How to Crack Affirm Coding Interviews in 2026
Complete guide to Affirm coding interviews — question patterns, difficulty breakdown, must-practice topics, and preparation strategy.
Affirm’s technical interview process is designed to assess not just raw coding ability, but also your skill in building clear, scalable systems and communicating your thought process. The on-site loop typically involves a mix of algorithm-focused coding rounds and system design discussions, with a strong emphasis on practical, clean code that mirrors real-world engineering at the company.
By the Numbers — Difficulty Breakdown and What It Means
Based on an analysis of recent questions, the difficulty distribution is telling: 17% Easy, 58% Medium, and 25% Hard. This skew toward Medium and Hard problems means you must be exceptionally comfortable with core data structures and algorithms. The Easy questions often serve as warm-ups or test basic implementation skills, but the bulk of the interview will be at a level where you need to combine multiple concepts efficiently. The significant Hard portion indicates Affirm doesn’t shy away from complex problems, particularly in later interview stages or for senior roles, testing your ability to handle optimization and edge cases under pressure.
Top Topics to Focus On
The most frequent topics provide a clear study roadmap. Mastering these will cover the vast majority of problem scenarios you’ll encounter.
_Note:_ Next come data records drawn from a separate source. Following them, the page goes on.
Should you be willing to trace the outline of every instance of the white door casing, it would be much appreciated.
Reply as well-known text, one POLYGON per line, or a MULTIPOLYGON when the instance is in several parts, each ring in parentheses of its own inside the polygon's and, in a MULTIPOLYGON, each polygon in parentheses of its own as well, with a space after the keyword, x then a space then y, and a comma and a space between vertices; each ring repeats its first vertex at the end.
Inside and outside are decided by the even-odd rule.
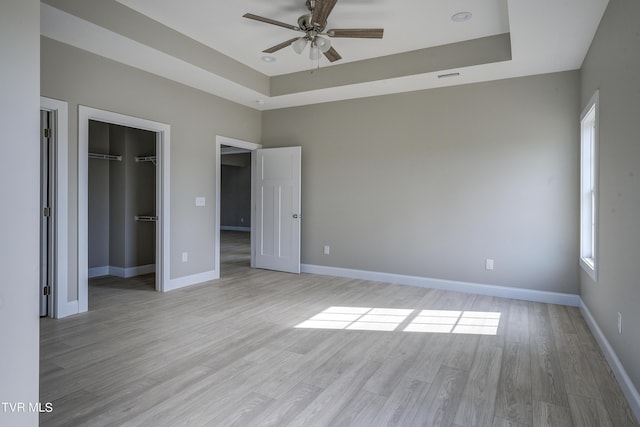
POLYGON ((256 150, 255 267, 300 273, 302 147, 256 150))

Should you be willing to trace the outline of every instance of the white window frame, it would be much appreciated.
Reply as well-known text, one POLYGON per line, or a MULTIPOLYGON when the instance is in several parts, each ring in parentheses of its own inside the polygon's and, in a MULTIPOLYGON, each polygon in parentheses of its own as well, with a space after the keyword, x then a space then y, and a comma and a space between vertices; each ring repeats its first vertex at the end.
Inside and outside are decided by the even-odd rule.
POLYGON ((580 266, 598 279, 599 92, 580 115, 580 266))

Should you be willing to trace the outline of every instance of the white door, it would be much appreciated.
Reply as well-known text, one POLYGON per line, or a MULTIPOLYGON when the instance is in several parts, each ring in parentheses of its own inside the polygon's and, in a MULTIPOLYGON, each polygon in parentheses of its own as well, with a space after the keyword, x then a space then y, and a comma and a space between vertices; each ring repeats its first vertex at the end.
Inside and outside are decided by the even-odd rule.
POLYGON ((302 147, 256 150, 257 268, 300 273, 302 147))

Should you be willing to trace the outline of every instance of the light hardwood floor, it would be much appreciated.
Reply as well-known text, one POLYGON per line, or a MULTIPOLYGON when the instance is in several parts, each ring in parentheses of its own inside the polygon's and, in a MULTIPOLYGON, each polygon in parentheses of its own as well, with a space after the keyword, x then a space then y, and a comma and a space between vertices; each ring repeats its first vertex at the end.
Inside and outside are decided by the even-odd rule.
POLYGON ((578 309, 252 270, 223 235, 218 281, 101 278, 88 313, 42 319, 41 425, 638 425, 578 309), (296 328, 329 307, 404 310, 296 328), (495 313, 495 335, 404 331, 495 313))

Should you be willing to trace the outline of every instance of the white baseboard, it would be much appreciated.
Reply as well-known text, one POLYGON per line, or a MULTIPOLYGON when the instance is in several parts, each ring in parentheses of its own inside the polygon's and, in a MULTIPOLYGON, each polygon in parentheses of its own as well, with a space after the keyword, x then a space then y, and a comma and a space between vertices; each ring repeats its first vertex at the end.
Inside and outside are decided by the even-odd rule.
POLYGON ((177 279, 169 280, 169 283, 165 282, 162 292, 173 291, 175 289, 184 288, 186 286, 195 285, 202 282, 208 282, 209 280, 216 280, 219 278, 220 272, 216 270, 193 274, 191 276, 179 277, 177 279))
POLYGON ((89 269, 89 279, 100 276, 116 276, 129 277, 140 276, 142 274, 154 273, 156 271, 155 264, 137 265, 135 267, 114 267, 112 265, 105 265, 102 267, 93 267, 89 269))
POLYGON ((638 393, 638 389, 635 388, 631 378, 627 374, 627 371, 622 366, 620 359, 616 355, 616 352, 609 344, 609 341, 602 333, 602 330, 598 326, 598 323, 591 315, 589 308, 587 305, 580 299, 580 311, 582 312, 582 316, 584 320, 589 325, 589 329, 591 329, 591 333, 595 337, 598 344, 600 344, 600 348, 602 349, 602 353, 604 357, 609 362, 609 366, 611 366, 611 370, 613 370, 613 374, 616 376, 618 380, 618 384, 620 384, 620 388, 622 389, 622 393, 624 393, 625 397, 629 401, 629 406, 631 406, 631 410, 636 416, 637 420, 640 420, 640 394, 638 393))
POLYGON ((575 294, 458 282, 453 280, 433 279, 429 277, 406 276, 402 274, 380 273, 377 271, 354 270, 350 268, 326 267, 322 265, 302 264, 300 268, 303 273, 372 280, 376 282, 395 283, 398 285, 417 286, 420 288, 444 289, 447 291, 489 295, 524 301, 544 302, 547 304, 568 305, 571 307, 580 306, 580 297, 575 294))
POLYGON ((251 231, 251 227, 236 227, 235 225, 221 225, 220 230, 227 231, 251 231))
- Hash Table: The undisputed champion. Used for fast O(1) lookups to optimize solutions, often paired with arrays or strings. Essential for problems involving counts, frequency, or mapping relationships.
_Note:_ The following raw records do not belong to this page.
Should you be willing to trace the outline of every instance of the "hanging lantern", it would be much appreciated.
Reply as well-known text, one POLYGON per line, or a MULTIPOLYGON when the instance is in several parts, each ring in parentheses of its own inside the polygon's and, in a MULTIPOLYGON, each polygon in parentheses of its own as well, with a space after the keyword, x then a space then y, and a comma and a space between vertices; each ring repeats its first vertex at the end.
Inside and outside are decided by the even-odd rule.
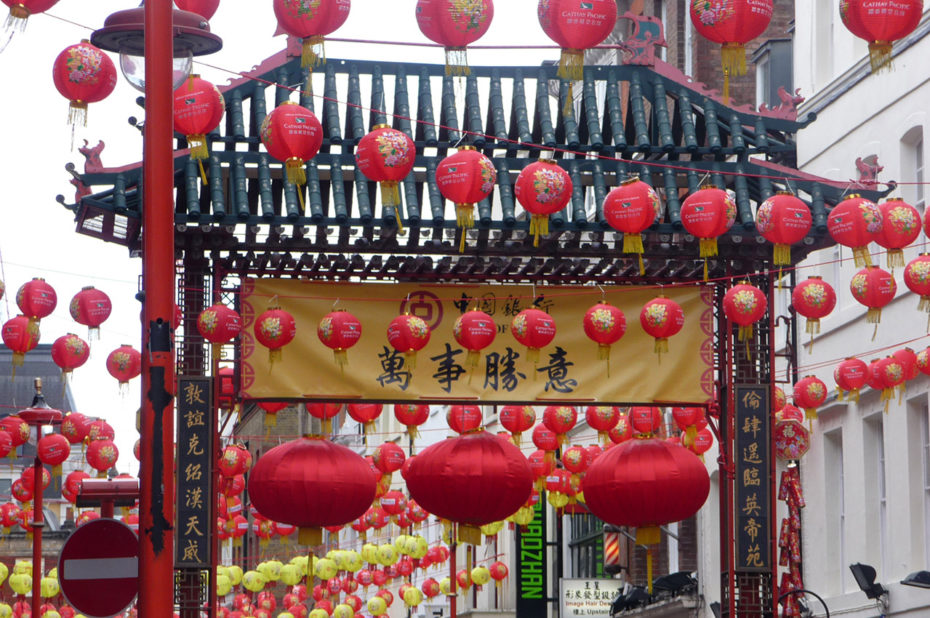
POLYGON ((882 234, 882 212, 873 202, 853 194, 836 205, 827 217, 830 236, 853 250, 856 266, 872 265, 869 243, 882 234))
POLYGON ((307 184, 304 163, 315 157, 323 145, 320 121, 306 107, 285 101, 265 116, 261 140, 268 154, 284 162, 288 182, 297 185, 297 195, 303 199, 300 185, 307 184))
POLYGON ((759 205, 756 229, 775 245, 772 263, 791 265, 791 245, 804 240, 811 229, 811 211, 790 191, 779 191, 759 205))
POLYGON ((627 178, 604 199, 604 219, 610 227, 623 232, 623 252, 637 255, 640 276, 646 274, 642 233, 661 216, 658 194, 639 176, 627 178))
POLYGON ((524 309, 510 322, 514 339, 526 346, 526 358, 539 362, 539 350, 555 339, 555 320, 541 309, 524 309))
POLYGON ((416 15, 420 32, 446 48, 446 75, 471 75, 465 47, 488 31, 492 0, 418 0, 416 15))
POLYGON ((820 332, 820 320, 836 307, 833 286, 820 277, 810 277, 799 283, 791 292, 791 306, 807 318, 805 329, 811 339, 820 332))
POLYGON ((685 325, 685 314, 678 303, 659 296, 643 307, 639 323, 647 335, 655 338, 653 351, 661 362, 662 354, 668 353, 668 338, 678 334, 685 325))
POLYGON ((614 406, 588 406, 584 417, 588 427, 597 432, 601 444, 608 444, 610 430, 620 422, 620 410, 614 406))
POLYGON ((100 325, 110 317, 113 305, 105 292, 88 286, 74 295, 68 308, 74 321, 87 327, 87 338, 94 341, 100 336, 100 325))
POLYGON ((607 361, 607 377, 610 377, 610 346, 625 333, 626 316, 607 302, 597 303, 584 314, 584 334, 597 343, 598 360, 607 361))
POLYGON ((299 528, 301 545, 320 545, 323 526, 347 524, 375 497, 375 479, 354 451, 300 438, 264 453, 249 475, 249 498, 269 519, 299 528))
POLYGON ((272 366, 281 360, 281 350, 297 335, 294 316, 272 302, 267 311, 255 318, 252 327, 255 338, 268 348, 268 362, 272 366))
MULTIPOLYGON (((894 300, 898 291, 894 277, 878 266, 867 266, 853 275, 849 289, 853 297, 868 308, 866 322, 875 324, 877 331, 882 320, 882 307, 894 300)), ((875 339, 874 333, 872 339, 875 339)))
POLYGON ((746 282, 734 285, 723 297, 723 312, 739 326, 738 339, 747 345, 752 339, 753 324, 765 316, 767 306, 765 293, 746 282))
POLYGON ((529 431, 536 424, 536 411, 533 406, 504 406, 498 415, 500 424, 510 432, 513 443, 520 446, 524 431, 529 431))
POLYGON ((359 140, 355 164, 365 178, 380 183, 381 206, 393 210, 397 228, 403 231, 400 216, 400 181, 413 171, 417 149, 410 136, 390 125, 379 124, 359 140))
POLYGON ((859 389, 866 385, 869 378, 869 366, 858 358, 847 358, 833 372, 839 399, 848 396, 858 403, 859 389))
POLYGON ((807 420, 817 419, 817 408, 827 400, 827 385, 817 376, 807 376, 794 385, 794 404, 804 409, 807 420))
POLYGON ((891 46, 917 28, 923 0, 840 0, 846 29, 869 42, 872 71, 891 68, 891 46))
POLYGON ((691 23, 708 41, 720 44, 723 100, 730 100, 730 77, 746 74, 746 43, 765 32, 772 21, 772 0, 690 2, 691 23))
POLYGON ((90 346, 77 335, 62 335, 52 344, 52 361, 61 369, 62 380, 67 381, 70 373, 87 362, 90 346))
POLYGON ((316 68, 326 63, 324 37, 345 23, 351 0, 274 0, 272 6, 278 26, 303 39, 300 66, 316 68))
POLYGON ((572 177, 553 159, 540 159, 520 170, 514 195, 531 215, 529 234, 534 247, 539 246, 540 236, 549 234, 549 215, 565 208, 572 190, 572 177))
POLYGON ((392 348, 404 355, 407 368, 417 366, 417 352, 429 343, 430 328, 423 318, 405 313, 388 324, 387 338, 392 348))
POLYGON ((129 344, 123 344, 107 356, 107 371, 117 379, 120 387, 142 373, 142 354, 129 344))
POLYGON ((707 258, 717 255, 717 237, 726 233, 736 221, 736 202, 730 194, 713 185, 705 185, 685 198, 681 204, 681 224, 699 240, 699 255, 704 258, 704 281, 707 281, 707 258))
POLYGON ((889 269, 903 267, 903 249, 920 234, 920 213, 899 197, 887 199, 878 209, 882 213, 882 231, 875 242, 888 250, 889 269))
POLYGON ((481 358, 481 350, 494 342, 497 326, 487 313, 473 309, 455 320, 452 336, 460 346, 468 350, 465 363, 474 369, 481 358))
- String: A close second. Expect manipulations, parsing, palindromes, and substring problems. Often combined with hash tables (for character counting) or two-pointer techniques.
- Array: Fundamental. Focus on techniques like two-pointers, sliding window, prefix sums, and in-place manipulations. Many array problems form the basis for more complex scenarios.
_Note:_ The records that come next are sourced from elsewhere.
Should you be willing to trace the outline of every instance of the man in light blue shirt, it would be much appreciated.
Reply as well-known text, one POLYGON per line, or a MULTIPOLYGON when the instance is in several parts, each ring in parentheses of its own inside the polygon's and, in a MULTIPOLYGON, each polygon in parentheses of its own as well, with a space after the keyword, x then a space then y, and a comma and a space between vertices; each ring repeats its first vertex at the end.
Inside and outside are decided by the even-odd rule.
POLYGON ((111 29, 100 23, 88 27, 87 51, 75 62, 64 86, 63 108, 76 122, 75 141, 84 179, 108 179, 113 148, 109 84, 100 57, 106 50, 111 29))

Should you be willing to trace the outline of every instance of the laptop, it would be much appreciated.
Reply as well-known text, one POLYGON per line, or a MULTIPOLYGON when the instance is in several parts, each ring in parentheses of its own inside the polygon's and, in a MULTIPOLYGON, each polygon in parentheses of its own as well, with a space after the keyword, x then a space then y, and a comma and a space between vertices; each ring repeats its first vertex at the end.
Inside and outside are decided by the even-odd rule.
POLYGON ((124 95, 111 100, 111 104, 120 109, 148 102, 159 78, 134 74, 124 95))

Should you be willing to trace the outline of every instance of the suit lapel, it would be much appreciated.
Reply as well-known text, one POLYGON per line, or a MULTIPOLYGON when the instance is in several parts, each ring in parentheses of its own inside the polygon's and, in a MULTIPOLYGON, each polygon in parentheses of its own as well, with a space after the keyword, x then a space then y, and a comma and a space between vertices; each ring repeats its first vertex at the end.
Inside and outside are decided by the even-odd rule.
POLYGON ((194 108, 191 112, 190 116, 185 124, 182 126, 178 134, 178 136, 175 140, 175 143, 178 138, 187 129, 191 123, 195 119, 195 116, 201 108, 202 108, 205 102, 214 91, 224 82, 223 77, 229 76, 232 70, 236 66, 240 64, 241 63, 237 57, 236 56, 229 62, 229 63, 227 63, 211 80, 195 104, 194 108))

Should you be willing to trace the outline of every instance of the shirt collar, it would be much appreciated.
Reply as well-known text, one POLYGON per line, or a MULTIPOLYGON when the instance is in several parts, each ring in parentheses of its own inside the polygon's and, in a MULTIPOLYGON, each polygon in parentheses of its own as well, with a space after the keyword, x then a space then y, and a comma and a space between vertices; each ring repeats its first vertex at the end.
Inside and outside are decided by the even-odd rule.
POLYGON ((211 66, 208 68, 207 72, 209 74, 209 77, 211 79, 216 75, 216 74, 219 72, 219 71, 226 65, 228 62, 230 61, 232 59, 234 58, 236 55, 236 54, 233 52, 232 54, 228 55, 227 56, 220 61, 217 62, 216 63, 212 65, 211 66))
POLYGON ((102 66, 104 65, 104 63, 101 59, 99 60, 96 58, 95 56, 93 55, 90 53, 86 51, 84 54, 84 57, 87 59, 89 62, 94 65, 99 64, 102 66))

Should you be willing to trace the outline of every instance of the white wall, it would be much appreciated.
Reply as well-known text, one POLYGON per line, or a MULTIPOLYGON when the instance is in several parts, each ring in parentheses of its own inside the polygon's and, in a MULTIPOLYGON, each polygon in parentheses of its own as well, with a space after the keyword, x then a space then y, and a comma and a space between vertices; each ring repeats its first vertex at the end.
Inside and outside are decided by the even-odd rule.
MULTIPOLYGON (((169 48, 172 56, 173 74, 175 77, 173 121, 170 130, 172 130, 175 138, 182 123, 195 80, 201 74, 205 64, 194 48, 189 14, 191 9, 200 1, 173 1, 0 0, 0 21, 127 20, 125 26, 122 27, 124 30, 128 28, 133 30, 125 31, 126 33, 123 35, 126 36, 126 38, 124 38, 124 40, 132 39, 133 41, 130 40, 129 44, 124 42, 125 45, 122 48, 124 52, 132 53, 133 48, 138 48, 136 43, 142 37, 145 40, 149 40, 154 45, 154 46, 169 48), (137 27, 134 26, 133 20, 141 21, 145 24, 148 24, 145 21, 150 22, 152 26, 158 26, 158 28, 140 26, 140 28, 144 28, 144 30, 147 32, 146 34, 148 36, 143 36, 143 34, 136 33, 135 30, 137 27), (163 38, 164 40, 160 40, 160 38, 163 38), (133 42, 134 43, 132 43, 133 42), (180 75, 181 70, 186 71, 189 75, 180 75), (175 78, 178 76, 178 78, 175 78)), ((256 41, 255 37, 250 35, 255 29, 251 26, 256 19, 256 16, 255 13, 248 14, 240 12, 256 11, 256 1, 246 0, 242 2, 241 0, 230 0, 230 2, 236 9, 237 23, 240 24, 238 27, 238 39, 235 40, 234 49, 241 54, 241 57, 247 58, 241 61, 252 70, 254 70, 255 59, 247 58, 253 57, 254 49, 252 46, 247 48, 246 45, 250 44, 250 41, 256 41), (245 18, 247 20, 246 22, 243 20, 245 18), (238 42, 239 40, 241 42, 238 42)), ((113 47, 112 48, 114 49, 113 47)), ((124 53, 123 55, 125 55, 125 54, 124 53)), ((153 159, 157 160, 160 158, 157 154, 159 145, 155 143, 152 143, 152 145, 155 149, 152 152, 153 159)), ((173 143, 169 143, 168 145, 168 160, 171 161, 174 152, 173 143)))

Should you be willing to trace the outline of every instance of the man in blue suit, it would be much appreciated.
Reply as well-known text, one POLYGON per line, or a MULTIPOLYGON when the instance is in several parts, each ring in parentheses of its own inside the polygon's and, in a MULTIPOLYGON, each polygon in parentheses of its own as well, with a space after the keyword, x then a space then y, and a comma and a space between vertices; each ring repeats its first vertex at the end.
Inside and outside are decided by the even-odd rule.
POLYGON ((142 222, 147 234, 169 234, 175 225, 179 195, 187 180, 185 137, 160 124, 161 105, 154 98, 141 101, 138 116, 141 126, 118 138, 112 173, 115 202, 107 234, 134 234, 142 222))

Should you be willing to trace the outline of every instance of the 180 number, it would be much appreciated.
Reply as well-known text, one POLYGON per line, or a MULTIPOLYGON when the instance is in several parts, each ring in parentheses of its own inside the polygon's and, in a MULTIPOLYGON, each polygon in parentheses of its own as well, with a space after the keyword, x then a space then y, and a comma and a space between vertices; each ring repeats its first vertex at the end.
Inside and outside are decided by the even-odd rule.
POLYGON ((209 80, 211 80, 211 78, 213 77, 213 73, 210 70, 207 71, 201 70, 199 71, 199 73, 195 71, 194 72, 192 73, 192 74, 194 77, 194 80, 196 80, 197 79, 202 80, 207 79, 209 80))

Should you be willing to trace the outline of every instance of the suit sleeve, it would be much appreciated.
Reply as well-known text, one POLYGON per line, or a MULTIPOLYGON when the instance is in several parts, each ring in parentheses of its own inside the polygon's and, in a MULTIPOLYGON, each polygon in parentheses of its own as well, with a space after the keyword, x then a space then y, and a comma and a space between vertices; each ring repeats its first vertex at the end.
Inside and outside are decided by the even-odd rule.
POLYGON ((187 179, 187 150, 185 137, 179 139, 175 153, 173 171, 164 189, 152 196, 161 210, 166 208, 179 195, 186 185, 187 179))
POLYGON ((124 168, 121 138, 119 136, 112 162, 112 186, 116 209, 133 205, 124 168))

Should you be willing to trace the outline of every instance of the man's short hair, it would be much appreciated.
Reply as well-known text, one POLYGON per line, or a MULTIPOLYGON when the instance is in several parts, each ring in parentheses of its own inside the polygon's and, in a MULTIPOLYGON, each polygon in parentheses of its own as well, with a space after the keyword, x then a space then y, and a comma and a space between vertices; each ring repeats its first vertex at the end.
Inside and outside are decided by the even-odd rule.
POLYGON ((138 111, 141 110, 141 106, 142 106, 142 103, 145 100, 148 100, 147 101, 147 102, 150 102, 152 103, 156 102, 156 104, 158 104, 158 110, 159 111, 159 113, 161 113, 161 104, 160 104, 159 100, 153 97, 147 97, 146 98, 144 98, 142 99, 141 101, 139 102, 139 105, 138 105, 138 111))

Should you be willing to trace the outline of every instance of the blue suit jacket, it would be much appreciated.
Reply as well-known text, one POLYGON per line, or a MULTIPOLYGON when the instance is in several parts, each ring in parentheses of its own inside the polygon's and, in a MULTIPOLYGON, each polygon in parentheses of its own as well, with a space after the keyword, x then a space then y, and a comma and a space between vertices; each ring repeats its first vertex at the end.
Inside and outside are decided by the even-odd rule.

- Design: Reflects Affirm's product-focused engineering. Be ready for both low-level object-oriented design (e.g., designing a payment ledger) and high-level system design (e.g., designing a fraud detection service).
- Sorting: Rarely the final answer but a critical preprocessing step. Understanding when to sort to enable a two-pointer or greedy solution is key.
Given that Hash Table is the top topic, the most important pattern is using it to achieve O(n) time complexity by trading space for time. A classic application is the Two-Sum problem, which is foundational.
def two_sum(nums, target):
seen = {} # Hash map: value -> index
for i, num in enumerate(nums):
complement = target - num
if complement in seen:
return [seen[complement], i]
seen[num] = i
return [] # No solution
Preparation Strategy — A 4-6 Week Plan
A structured approach is non-negotiable. Here is a focused plan.
- Weeks 1-2: Foundation & Core Topics. Dedicate this phase to the top four topics: Hash Table, String, Array, and Sorting. Solve 15-20 problems per topic, starting with Easy/Medium. Internalize the patterns from the code example above. Implement each solution from scratch.
- Week 3: Pattern Integration & Design. Move to problems that combine topics, like "Group Anagrams" (Hash Table + String Sorting). Begin studying design. Practice object-oriented design by outlining classes, relationships, and key methods for a simple system (e.g., a vending machine).
- Week 4: Hard Problems & Mock Interviews. Tackle 1-2 Hard problems daily. Don't just solve them—analyze why they are classified as Hard. Is it the time complexity constraint, the complex state management, or the non-obvious insight? Conduct at least 3-4 mock interviews with a timer and verbal explanation.
- Weeks 5-6 (if available): Refinement & Company-Specific Prep. Revisit mistakes from your problem log. Solve all available Affirm-tagged questions on platforms. Simulate full interview loops, including a system design round.
Key Tips
- Communicate Trade-offs Explicitly. When presenting a solution, start with a brute-force approach, then optimize. Always state the time and space complexity of your final solution and justify why the trade-off is acceptable. Say, "Using a hash table increases our space to O(n), but it reduces our time from O(n²) to O(n), which is optimal."
- Write Production-Ready Code. Affirm values clean, maintainable code. Use descriptive variable names, add brief comments for complex logic, handle edge cases (empty input, large numbers), and consider writing helper functions for clarity. Don't just write code that passes tests; write code a colleague could easily understand.
- Clarify Ambiguity Immediately. Before coding, ask clarifying questions. For a design problem: "What are the primary use cases?" "What scale are we designing for?" For a coding problem: "Can the input contain duplicates?" "What should we return if there's no solution?" This shows systematic thinking.
- Practice System Design Fundamentals. Even for coding-focused roles, be prepared to discuss design at some level. Be comfortable discussing concepts like APIs, database schema, caching, and basic scalability in the context of financial products.
Success in Affirm interviews comes from a blend of pattern recognition, clean implementation, and clear communication. Target your preparation on the high-frequency topics, drill the patterns until they are automatic, and practice articulating your reasoning.